(Week 2) [T4-2] Precision Medicine Bioinformatics Flashcards
Sequence alignment/comparison is >90% of bioinformatics. To align sequences, we must contemplate 3 scenarios [1]. We can have a naïve algorithm for example [2]. Sequence alignment could be [3] or [4].
[1] Nucleotide/amino-acid match, mismatch (substitution), gap.
[2] Finding the minimum number of operations to transform 1 sequence into other. But this assumes that substitutions/inserts/deletions have all the same probability which is not true.
[3] Global. Attempting to maximize the alignment score while matching the complete sequences (Needleman-Wunsch).
[4] Local.
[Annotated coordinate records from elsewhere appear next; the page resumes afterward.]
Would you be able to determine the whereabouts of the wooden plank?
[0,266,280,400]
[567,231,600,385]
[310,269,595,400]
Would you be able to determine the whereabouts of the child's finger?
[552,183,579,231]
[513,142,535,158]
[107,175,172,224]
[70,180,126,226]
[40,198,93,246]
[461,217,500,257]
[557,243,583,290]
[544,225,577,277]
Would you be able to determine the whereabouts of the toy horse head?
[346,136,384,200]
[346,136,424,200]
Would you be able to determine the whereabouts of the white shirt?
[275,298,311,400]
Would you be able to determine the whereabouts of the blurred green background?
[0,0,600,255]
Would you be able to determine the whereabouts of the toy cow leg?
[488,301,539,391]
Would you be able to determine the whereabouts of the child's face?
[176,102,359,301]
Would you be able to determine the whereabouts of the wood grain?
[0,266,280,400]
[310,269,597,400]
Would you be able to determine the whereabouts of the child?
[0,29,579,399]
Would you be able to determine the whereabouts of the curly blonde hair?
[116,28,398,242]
Attempting to maximize the alignment score in local regions.
What is BLAST, and what does BLAST gives us as result?
BLAST is the google of molecular biology research. Is a heuristic local alignment algorithm designed for database search. Not guaranteed to produce an optimal alignment.
To interpret a BLAST result, we have: sequence identity (how many are the same), expectation score (how probable is) and the length of the aligned segments.
In genome assembly, explain the differences between ‘De novo assembly’ and ‘Mapping assembly’.
- De novo assembly: like putting a puzzle together without looking at the box.
Generic Feature Format (GFF) is the text file format for describing genome features, used for de novo genome assemblies. - Mapping assembly: like putting a puzzle together on top of the box. Orders of magnitude quicker and simpler than de novo assembly.
Variant Call Format (VCF) is the text format for storing gene sequence variations, used for the mapping assemblies.
What is ‘De novo annotation’?
De novo annotation: identify relevant DNA sequences in the genome (transcripts, protein-coding regions, etc).
Talk a little bit about genomic data access.
Genomic data cannot be anonymised, cannot be placed into central repositories and it cannot leave the country.
Genomic data is critical for research.
Data federation (multiple databases function as one).
Data is deposited at the national/institutional level. Queries for variants allowed.
Repeat the question, and answer what are the main types of genomic variation data?
- SNPs. Individual nucleotide variation caused by DNA polymerase errors or induced by mutations. Links to genetic disorders, cancer and infectious diseases.
- Copy Number Variants (CNV). Copy of an area more than 1 time. Link to malaria and AIDS.
- Structural variants. Like chromosome level rearrangements: deletions, inversions, etc.